Not only adenosine receptor subtypes but also, e.g., serotonin and dopamine receptors, representing GPCRs, participate in many heteroreceptor complexes, while other types of GPCRs can have low participation in forming heterocomplexes (Figure 1). GPCRs also form heterocomplexes with ionotropic receptors like NMDAR and AMPAR and RTK like TrkB and FGFR1. They perform the integration of signals both in synaptic and volume transmission [134]. The term meta-modulation can be used to describe integration through direct allosteric receptor–receptor interactions in heterocomplexes, including presynaptic and postsynaptic regions, as well as extra-synaptic regions [134,152]. It can involve e.g., presynaptic release-regulating metabotropic glutamate receptors [153].
Meta-modulation mechanisms have also been described in relation to release-regulating presynaptic receptors based on the use of synaptosomes that lack the post-synaptic connection [154]. However, in the future, it will be important to develop techniques to understand the link between the pattern of presynaptic transmitter release and the pattern of activation and inhibition of the postsynaptic receptors and their allosteric receptor–receptor interactions, a process which can be best described as receptor reorganization through protein modulation.
The existence of heteroreceptor complexes in the presynaptic and extra-synaptic nerve terminal regions should also be considered to fine-tune through protein modulation of receptors and transporters, the transmitter release from the presynaptic and extra-synaptic terminal regions, often forming varicosities.
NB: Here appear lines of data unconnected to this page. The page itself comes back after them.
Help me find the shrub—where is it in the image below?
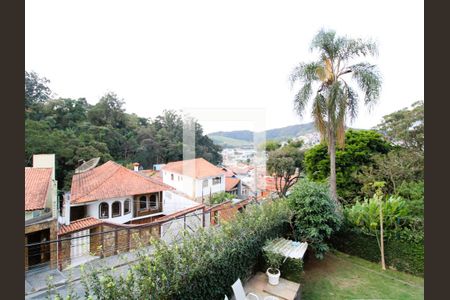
[289,179,341,259]
[59,200,290,299]
[331,222,424,276]
[209,192,235,205]
[344,196,408,236]
[264,243,283,269]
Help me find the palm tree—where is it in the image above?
[290,29,381,204]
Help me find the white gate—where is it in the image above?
[70,229,90,261]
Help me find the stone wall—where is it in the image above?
[25,219,57,271]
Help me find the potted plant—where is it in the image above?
[264,251,283,285]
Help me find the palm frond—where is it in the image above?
[349,63,381,105]
[342,80,358,122]
[289,62,321,88]
[312,93,327,141]
[339,38,378,60]
[294,82,312,117]
[311,29,339,60]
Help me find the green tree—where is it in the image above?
[266,146,304,197]
[353,148,424,195]
[88,92,126,128]
[345,182,408,270]
[290,30,381,206]
[288,179,342,259]
[376,101,425,154]
[304,129,391,204]
[25,71,52,111]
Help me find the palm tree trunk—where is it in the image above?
[328,134,339,204]
[380,198,386,270]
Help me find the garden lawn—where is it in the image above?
[290,252,424,300]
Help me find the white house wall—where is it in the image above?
[195,175,225,198]
[86,196,134,224]
[162,171,195,197]
[163,191,198,215]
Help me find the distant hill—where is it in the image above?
[208,122,316,147]
[209,135,252,148]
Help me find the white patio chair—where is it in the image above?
[231,278,259,300]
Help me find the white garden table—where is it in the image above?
[263,238,308,260]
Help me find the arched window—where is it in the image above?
[112,201,122,218]
[98,202,109,219]
[123,199,131,215]
[150,194,158,209]
[139,196,147,210]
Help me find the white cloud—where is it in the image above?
[25,0,424,132]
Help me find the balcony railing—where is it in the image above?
[25,207,52,226]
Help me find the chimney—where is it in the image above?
[33,154,55,180]
[64,193,70,225]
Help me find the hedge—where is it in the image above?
[53,200,290,299]
[331,226,424,277]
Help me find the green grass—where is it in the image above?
[281,252,424,300]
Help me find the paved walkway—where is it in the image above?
[25,246,153,299]
[243,272,300,300]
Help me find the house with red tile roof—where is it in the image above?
[25,154,57,270]
[58,161,198,267]
[161,158,226,203]
[65,161,197,225]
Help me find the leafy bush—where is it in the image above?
[345,196,408,235]
[331,222,424,276]
[264,241,283,269]
[304,129,391,204]
[209,192,235,205]
[397,181,424,219]
[288,179,341,259]
[56,200,291,299]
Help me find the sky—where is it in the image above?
[25,0,424,133]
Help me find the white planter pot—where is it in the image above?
[266,268,281,285]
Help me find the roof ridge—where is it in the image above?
[70,160,122,202]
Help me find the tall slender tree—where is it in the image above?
[290,29,381,203]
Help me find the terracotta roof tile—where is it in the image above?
[139,170,163,183]
[162,158,225,178]
[58,217,103,235]
[70,161,172,203]
[25,168,52,211]
[225,177,241,192]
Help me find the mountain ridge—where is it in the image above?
[208,122,317,146]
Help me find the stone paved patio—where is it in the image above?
[244,272,300,300]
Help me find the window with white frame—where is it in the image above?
[213,177,222,184]
[149,194,158,209]
[123,199,131,215]
[112,201,122,218]
[139,196,147,210]
[98,202,109,219]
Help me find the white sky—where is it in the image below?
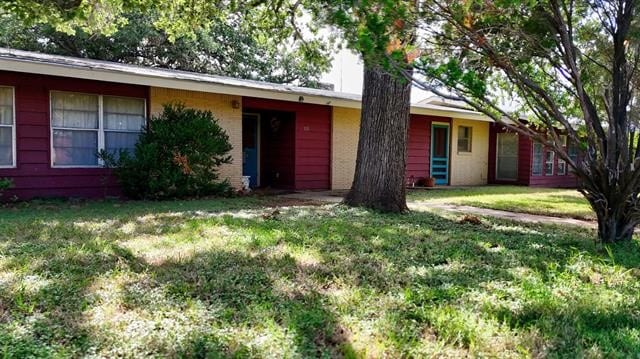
[321,49,429,102]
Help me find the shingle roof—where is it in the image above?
[0,47,488,121]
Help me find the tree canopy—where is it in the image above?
[408,0,640,242]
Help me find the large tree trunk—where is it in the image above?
[582,176,638,243]
[344,66,411,212]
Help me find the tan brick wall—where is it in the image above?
[150,87,242,188]
[331,107,360,189]
[451,119,489,186]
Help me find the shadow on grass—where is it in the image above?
[0,203,640,357]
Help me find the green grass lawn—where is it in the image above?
[0,198,640,358]
[408,186,596,220]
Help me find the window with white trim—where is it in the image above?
[0,87,16,167]
[557,156,567,176]
[544,151,555,176]
[51,91,146,167]
[458,126,473,152]
[103,96,146,156]
[532,143,544,176]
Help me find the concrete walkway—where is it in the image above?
[281,191,597,229]
[409,202,598,229]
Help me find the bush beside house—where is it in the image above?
[100,103,232,199]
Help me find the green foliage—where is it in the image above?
[0,178,13,198]
[100,104,232,199]
[0,10,331,87]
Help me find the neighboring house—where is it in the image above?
[0,49,498,199]
[489,123,578,188]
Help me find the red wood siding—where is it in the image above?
[0,71,148,199]
[406,115,451,181]
[242,97,331,190]
[489,123,578,188]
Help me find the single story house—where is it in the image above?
[0,48,568,199]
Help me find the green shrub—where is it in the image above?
[0,178,13,198]
[99,104,232,199]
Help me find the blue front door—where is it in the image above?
[431,125,449,185]
[242,114,260,188]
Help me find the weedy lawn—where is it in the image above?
[0,198,640,357]
[407,186,596,220]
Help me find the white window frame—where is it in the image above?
[556,156,567,176]
[543,150,556,177]
[560,135,569,147]
[456,125,473,154]
[49,90,149,168]
[495,132,520,182]
[0,86,18,168]
[531,142,545,177]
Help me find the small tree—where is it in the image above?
[100,104,232,199]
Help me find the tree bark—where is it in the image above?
[344,66,411,213]
[581,177,638,243]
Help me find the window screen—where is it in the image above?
[532,143,543,176]
[0,87,15,167]
[544,151,555,176]
[458,126,472,152]
[51,92,100,166]
[496,133,518,180]
[103,96,145,156]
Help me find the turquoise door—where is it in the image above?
[431,125,449,185]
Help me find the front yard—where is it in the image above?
[407,186,596,220]
[0,198,640,357]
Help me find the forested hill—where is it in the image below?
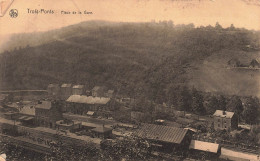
[0,21,260,99]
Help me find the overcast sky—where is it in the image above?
[0,0,260,35]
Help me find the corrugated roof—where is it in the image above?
[61,84,72,88]
[107,89,114,94]
[189,140,219,153]
[213,110,234,118]
[72,85,84,88]
[91,126,112,133]
[87,111,95,116]
[48,84,59,88]
[135,124,188,144]
[35,101,51,109]
[92,86,101,91]
[19,105,35,116]
[67,95,110,104]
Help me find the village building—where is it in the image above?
[91,86,106,97]
[189,140,220,159]
[64,95,111,115]
[47,84,60,96]
[17,103,35,126]
[56,119,81,132]
[105,90,114,98]
[134,124,193,153]
[72,85,85,95]
[213,110,238,130]
[35,101,63,128]
[91,126,112,139]
[228,59,241,67]
[60,84,72,100]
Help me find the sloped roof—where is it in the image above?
[66,95,110,104]
[72,85,84,88]
[48,84,59,88]
[213,110,234,118]
[189,140,219,153]
[107,89,114,94]
[91,126,112,133]
[92,86,101,91]
[135,124,188,144]
[61,84,72,88]
[87,111,95,116]
[19,105,35,115]
[35,101,51,109]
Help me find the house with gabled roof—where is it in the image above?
[72,85,85,95]
[213,110,238,130]
[60,84,72,100]
[134,124,194,152]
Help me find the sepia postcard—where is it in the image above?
[0,0,260,161]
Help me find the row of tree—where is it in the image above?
[133,86,260,124]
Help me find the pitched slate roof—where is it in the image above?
[189,140,219,153]
[61,84,72,88]
[48,84,59,88]
[66,95,110,104]
[19,105,35,116]
[92,86,102,91]
[35,101,51,109]
[91,126,112,133]
[213,110,234,118]
[72,85,84,88]
[107,89,114,94]
[135,124,188,144]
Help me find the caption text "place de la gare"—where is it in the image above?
[27,8,93,15]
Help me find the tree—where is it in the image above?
[215,22,223,30]
[206,96,219,115]
[218,95,227,111]
[191,88,205,115]
[177,86,191,111]
[242,97,259,124]
[227,96,243,116]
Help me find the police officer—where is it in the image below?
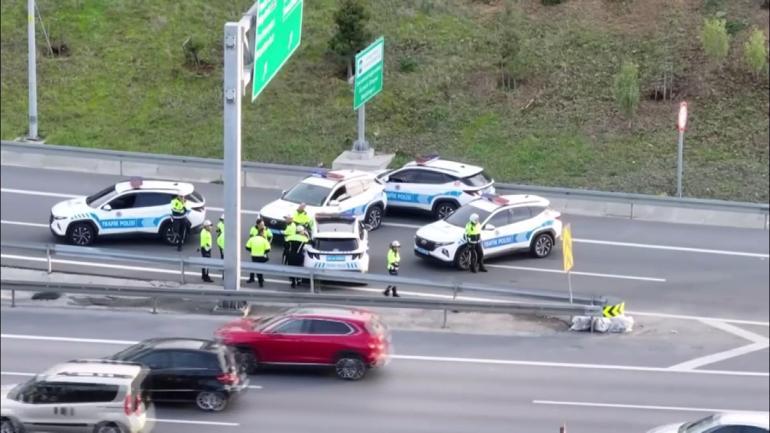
[284,226,308,289]
[171,194,189,251]
[246,229,270,287]
[199,220,214,283]
[465,213,487,273]
[382,241,401,298]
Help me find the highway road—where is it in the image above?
[0,166,770,323]
[0,305,770,433]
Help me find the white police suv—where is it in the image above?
[414,195,562,270]
[259,170,388,235]
[378,155,495,219]
[50,178,206,245]
[305,215,369,272]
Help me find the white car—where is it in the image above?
[647,412,770,433]
[259,170,388,236]
[378,155,495,219]
[305,215,369,272]
[49,178,206,245]
[0,360,154,433]
[414,195,562,270]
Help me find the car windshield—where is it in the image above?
[444,202,489,227]
[313,238,358,252]
[462,171,492,186]
[283,182,331,206]
[86,185,115,208]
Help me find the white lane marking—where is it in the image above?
[532,400,766,413]
[487,264,666,283]
[0,334,770,377]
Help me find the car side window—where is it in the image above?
[110,193,136,210]
[310,319,352,335]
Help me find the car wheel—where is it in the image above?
[529,233,553,259]
[94,422,125,433]
[455,246,472,271]
[67,222,96,247]
[364,204,383,230]
[334,355,366,380]
[433,201,457,220]
[195,391,227,412]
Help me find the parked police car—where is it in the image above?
[414,195,562,270]
[378,155,495,219]
[259,170,388,235]
[305,215,369,272]
[49,178,206,245]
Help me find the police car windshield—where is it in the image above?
[445,202,489,227]
[283,182,331,206]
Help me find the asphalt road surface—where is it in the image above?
[1,306,770,433]
[0,166,770,323]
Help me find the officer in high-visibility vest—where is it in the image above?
[383,241,401,298]
[246,229,270,287]
[465,213,487,273]
[217,213,225,259]
[171,194,189,251]
[199,220,214,283]
[284,226,309,288]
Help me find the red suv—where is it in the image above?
[216,306,390,380]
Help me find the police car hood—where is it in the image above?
[417,220,465,242]
[51,197,88,217]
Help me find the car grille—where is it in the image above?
[414,236,436,251]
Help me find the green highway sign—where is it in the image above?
[251,0,304,102]
[353,37,385,110]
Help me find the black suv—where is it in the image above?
[109,338,249,412]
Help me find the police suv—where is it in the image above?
[49,178,206,245]
[259,170,388,235]
[414,195,562,270]
[378,155,495,219]
[305,215,369,272]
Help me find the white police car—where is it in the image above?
[259,170,388,235]
[378,155,495,219]
[414,195,562,270]
[305,215,369,272]
[50,178,206,245]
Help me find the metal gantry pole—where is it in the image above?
[27,0,38,140]
[223,22,243,290]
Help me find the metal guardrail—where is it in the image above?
[2,242,607,306]
[0,140,770,214]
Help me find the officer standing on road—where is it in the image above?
[171,194,189,251]
[465,213,487,273]
[246,229,270,287]
[382,241,401,298]
[284,226,308,289]
[199,220,214,283]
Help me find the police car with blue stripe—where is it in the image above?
[414,195,562,270]
[49,178,206,245]
[378,155,495,219]
[259,170,388,236]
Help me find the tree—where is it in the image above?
[743,28,767,77]
[329,0,372,78]
[615,61,639,121]
[700,18,730,66]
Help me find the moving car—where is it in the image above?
[49,178,206,245]
[110,338,249,412]
[378,155,495,219]
[305,215,369,272]
[414,195,562,270]
[216,306,390,380]
[647,412,770,433]
[259,170,388,236]
[0,359,153,433]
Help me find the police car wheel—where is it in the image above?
[67,223,96,246]
[530,233,553,259]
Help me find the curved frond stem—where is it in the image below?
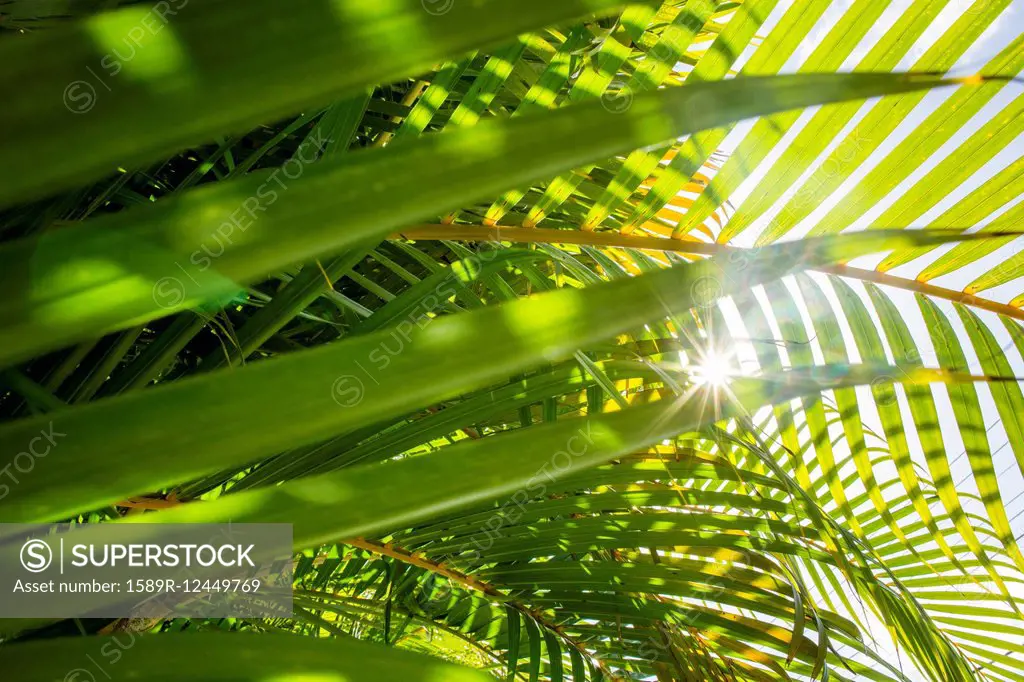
[344,538,622,682]
[392,224,1024,321]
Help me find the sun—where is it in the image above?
[690,350,732,388]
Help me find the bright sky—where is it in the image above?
[696,0,1024,680]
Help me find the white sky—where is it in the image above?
[708,0,1024,680]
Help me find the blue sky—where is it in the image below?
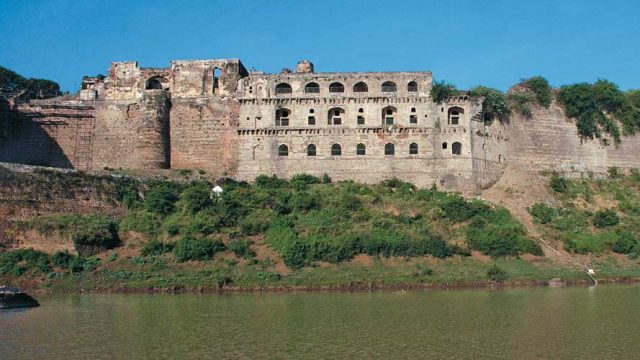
[0,0,640,91]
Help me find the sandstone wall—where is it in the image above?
[505,102,640,174]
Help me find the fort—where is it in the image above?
[0,59,640,194]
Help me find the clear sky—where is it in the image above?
[0,0,640,91]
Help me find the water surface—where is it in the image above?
[0,285,640,359]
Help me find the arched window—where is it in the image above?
[451,141,462,155]
[276,109,291,126]
[329,82,344,92]
[384,143,396,156]
[145,76,169,90]
[357,108,364,125]
[307,144,316,156]
[353,81,369,92]
[382,81,398,92]
[382,106,398,125]
[276,83,293,94]
[409,143,418,155]
[331,144,342,156]
[304,82,320,94]
[278,144,289,156]
[449,106,464,125]
[327,108,344,125]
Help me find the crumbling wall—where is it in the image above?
[506,102,640,174]
[0,100,95,168]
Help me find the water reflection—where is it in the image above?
[0,285,640,359]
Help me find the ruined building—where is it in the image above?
[0,59,640,193]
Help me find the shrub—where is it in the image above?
[228,239,256,258]
[469,86,510,121]
[549,174,569,193]
[51,251,75,269]
[522,76,551,108]
[173,236,215,262]
[487,264,507,282]
[431,80,460,104]
[440,195,491,222]
[140,239,175,256]
[0,249,51,276]
[144,185,178,216]
[529,203,558,224]
[72,219,120,256]
[591,209,620,228]
[180,184,213,214]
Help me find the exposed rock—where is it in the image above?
[546,278,565,287]
[0,286,40,309]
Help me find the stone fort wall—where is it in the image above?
[0,59,640,193]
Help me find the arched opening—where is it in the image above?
[353,81,369,92]
[276,83,293,94]
[145,76,169,90]
[331,144,342,156]
[327,108,344,125]
[382,81,398,92]
[409,143,418,155]
[448,106,464,125]
[451,141,462,155]
[384,143,396,156]
[307,144,316,156]
[276,109,291,126]
[211,68,220,95]
[329,82,344,92]
[304,82,320,94]
[382,106,398,125]
[278,144,289,156]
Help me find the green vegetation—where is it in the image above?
[431,80,460,104]
[529,170,640,258]
[558,79,640,143]
[0,66,62,99]
[469,86,511,122]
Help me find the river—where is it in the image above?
[0,285,640,360]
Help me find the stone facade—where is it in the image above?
[0,59,640,193]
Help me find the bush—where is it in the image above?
[522,76,551,108]
[549,174,569,193]
[228,240,256,258]
[487,264,507,282]
[0,249,51,276]
[144,185,178,216]
[51,251,75,269]
[431,80,460,104]
[72,219,120,256]
[173,236,215,262]
[469,86,510,121]
[591,209,620,228]
[180,184,213,214]
[529,203,558,224]
[440,194,491,222]
[140,239,175,256]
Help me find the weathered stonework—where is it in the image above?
[0,59,640,193]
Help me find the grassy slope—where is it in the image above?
[0,169,640,291]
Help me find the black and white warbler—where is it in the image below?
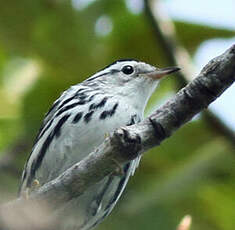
[20,59,179,230]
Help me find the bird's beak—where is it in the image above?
[148,67,180,80]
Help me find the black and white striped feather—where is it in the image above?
[20,60,159,230]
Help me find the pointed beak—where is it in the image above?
[147,67,180,80]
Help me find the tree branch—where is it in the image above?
[145,0,235,146]
[0,45,235,228]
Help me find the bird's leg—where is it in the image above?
[21,188,30,200]
[149,117,167,144]
[112,159,124,177]
[31,179,40,190]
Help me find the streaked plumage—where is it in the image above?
[20,60,179,230]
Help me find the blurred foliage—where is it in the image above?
[0,0,235,230]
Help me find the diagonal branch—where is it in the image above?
[0,45,235,228]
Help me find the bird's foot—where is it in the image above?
[112,159,124,177]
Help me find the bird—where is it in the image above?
[19,59,179,230]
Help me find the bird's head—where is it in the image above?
[85,59,179,107]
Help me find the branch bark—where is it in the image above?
[0,45,235,229]
[145,0,235,146]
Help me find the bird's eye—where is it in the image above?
[122,65,134,74]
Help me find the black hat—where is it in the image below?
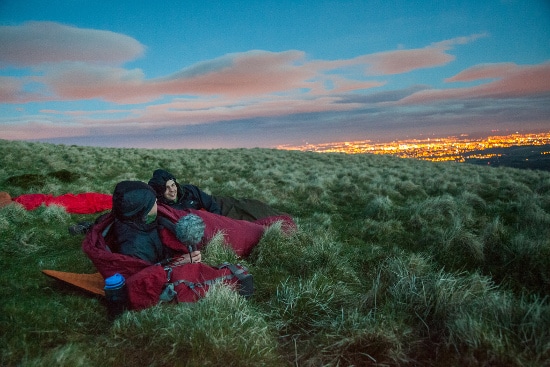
[149,169,179,198]
[113,181,156,220]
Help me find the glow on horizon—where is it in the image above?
[0,0,550,148]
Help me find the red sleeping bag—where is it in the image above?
[13,192,113,214]
[82,205,295,309]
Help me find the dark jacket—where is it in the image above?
[113,219,174,264]
[149,169,221,214]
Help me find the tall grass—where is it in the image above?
[0,141,550,366]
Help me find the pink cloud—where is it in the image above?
[445,63,519,82]
[360,34,486,75]
[0,22,145,66]
[399,63,550,104]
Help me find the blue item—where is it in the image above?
[103,273,128,320]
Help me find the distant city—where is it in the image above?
[277,132,550,162]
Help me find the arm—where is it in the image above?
[183,184,221,214]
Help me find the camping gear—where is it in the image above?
[82,205,288,309]
[103,273,128,319]
[42,270,105,297]
[12,192,112,214]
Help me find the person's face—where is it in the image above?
[164,180,178,201]
[147,201,158,216]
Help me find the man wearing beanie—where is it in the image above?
[113,181,200,264]
[149,169,287,222]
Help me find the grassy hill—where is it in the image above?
[0,140,550,366]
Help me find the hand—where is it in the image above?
[193,251,202,263]
[172,251,202,265]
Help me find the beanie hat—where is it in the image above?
[149,169,179,198]
[113,181,156,221]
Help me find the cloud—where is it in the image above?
[360,34,486,75]
[0,22,145,67]
[399,63,550,104]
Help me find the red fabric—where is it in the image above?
[13,192,113,214]
[82,205,295,309]
[126,263,237,310]
[158,204,295,257]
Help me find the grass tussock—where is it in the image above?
[0,141,550,366]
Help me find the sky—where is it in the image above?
[0,0,550,149]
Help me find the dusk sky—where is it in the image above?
[0,0,550,148]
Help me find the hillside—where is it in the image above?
[466,144,550,171]
[0,140,550,366]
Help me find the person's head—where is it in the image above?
[149,169,180,202]
[113,181,157,223]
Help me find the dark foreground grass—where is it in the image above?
[0,141,550,366]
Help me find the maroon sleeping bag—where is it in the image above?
[82,205,295,309]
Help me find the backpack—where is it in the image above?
[82,213,254,310]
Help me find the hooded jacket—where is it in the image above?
[113,181,173,264]
[149,169,222,214]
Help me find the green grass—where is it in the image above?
[0,140,550,366]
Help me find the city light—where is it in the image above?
[277,132,550,162]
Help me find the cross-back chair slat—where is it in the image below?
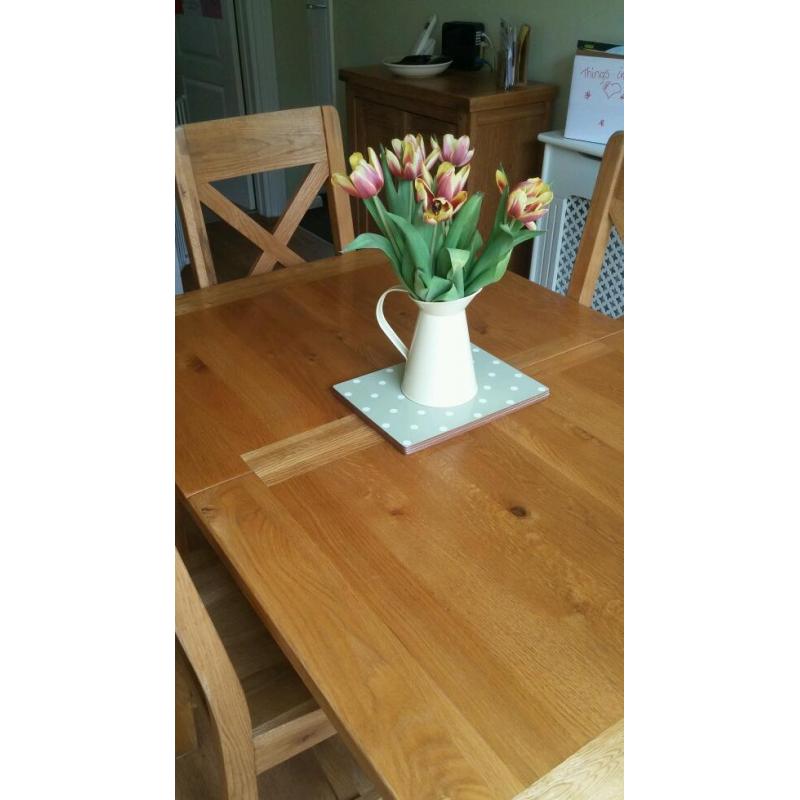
[175,106,354,288]
[567,131,625,307]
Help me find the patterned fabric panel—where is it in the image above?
[555,197,625,319]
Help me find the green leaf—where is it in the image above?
[400,250,414,292]
[364,195,388,236]
[386,212,432,278]
[494,183,511,228]
[492,255,513,283]
[425,275,453,303]
[342,233,408,286]
[469,231,483,259]
[444,192,483,248]
[414,269,428,300]
[392,180,416,222]
[381,145,398,214]
[464,226,514,294]
[435,247,472,288]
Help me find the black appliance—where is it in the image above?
[442,22,484,70]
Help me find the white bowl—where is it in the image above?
[383,56,453,78]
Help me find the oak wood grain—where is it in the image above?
[242,414,383,486]
[339,64,556,114]
[175,250,376,316]
[184,338,623,800]
[253,709,336,772]
[175,251,622,497]
[514,720,624,800]
[339,65,556,276]
[175,551,257,800]
[175,106,353,287]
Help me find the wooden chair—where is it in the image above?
[175,106,353,288]
[175,543,380,800]
[567,131,625,307]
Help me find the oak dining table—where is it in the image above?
[175,251,624,800]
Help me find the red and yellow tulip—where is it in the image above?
[506,178,553,231]
[331,147,383,200]
[414,161,469,225]
[494,167,508,194]
[386,133,441,181]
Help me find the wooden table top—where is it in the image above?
[175,251,623,800]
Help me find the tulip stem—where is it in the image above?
[431,222,440,260]
[365,195,403,260]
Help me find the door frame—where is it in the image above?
[233,0,287,217]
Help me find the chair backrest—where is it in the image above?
[175,550,258,800]
[567,131,625,306]
[175,106,353,288]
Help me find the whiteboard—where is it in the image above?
[564,53,625,144]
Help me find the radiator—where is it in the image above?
[530,131,625,317]
[175,95,189,294]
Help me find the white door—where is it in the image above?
[175,0,255,209]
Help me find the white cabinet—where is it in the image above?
[530,131,606,289]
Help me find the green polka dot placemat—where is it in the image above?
[333,345,550,454]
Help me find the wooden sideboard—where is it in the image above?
[339,65,557,277]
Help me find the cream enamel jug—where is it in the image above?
[375,286,481,408]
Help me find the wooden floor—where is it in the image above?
[175,504,379,800]
[181,208,335,292]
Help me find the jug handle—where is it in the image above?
[375,285,408,359]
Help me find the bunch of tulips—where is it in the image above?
[333,133,553,302]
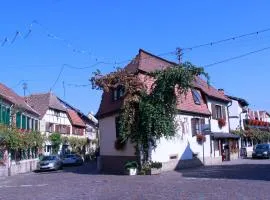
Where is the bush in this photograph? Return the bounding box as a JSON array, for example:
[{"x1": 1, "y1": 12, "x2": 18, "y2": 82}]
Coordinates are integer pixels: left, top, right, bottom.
[
  {"x1": 125, "y1": 161, "x2": 138, "y2": 170},
  {"x1": 151, "y1": 162, "x2": 162, "y2": 169}
]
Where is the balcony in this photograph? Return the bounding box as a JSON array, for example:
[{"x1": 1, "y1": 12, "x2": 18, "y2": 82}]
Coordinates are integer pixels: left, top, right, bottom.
[{"x1": 244, "y1": 119, "x2": 270, "y2": 130}]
Together with signals from the postsynaptic surface, the pattern of neurotransmitter release from the synaptic terminal can reach the state required to mediate the firing pattern that should be learned through the reorganization of multiple heteroreceptor complexes on the postsynaptic side. In this way, learning is accomplished [155].
The work of Pittaluga et al. [156] gives indications that the neuropeptide somatostatin modulates presynaptic glutamate release and signaling that may involve somatostatin receptor-glutamate receptor interactions in the glutamate nerve terminal. It can be associated with protein modulation (fine-tuning) of presynaptic glutamate receptor activity with alterations of glutamate release increasing synaptic strength through the activation of postsynaptic glutamate receptors protomers participating in postsynaptic heteroreceptor complexes.
In addition, it should be underlined that the reorganization of the postsynaptic heteroreceptor complexes with altered synaptic receptor–receptor interactions can represent the molecular basis of learning and their consolidation through the formation of novel adapter proteins that bind to and stabilize these heteroreceptor complexes. These molecular changes can lead to long-term memory with the formation of the molecular engram [3,157,158]. The major role of dynamic synaptic heteroreceptor complexes lies in their ability to accomplish learning through their reorganization via protein modulation. It is followed, if the change is relevant, by the transformation of the new complexes into long-term memories by causing transcription of novel types of adaptor proteins that bind to the reorganized heteroreceptor complexes in the plasma membrane. They are stabilized by linking the modulated receptor complexes together and linking them also to synaptic plasma membrane proteins like cell adhesion proteins and master scaffolding proteins.
In learning and memory, modulated receptor–receptor-protein interactions in high order synaptic heteroreceptor complexes lead to marked changes in their structure and function that can be described as protein modulation. A suitable name for studies on learning and memory at the molecular level would be again protein modulation, which could be a general name to study receptor–receptor interactions and receptor-ligand interactions at the molecular level, also including studies on protein phosphorylation and de-phosphorylation.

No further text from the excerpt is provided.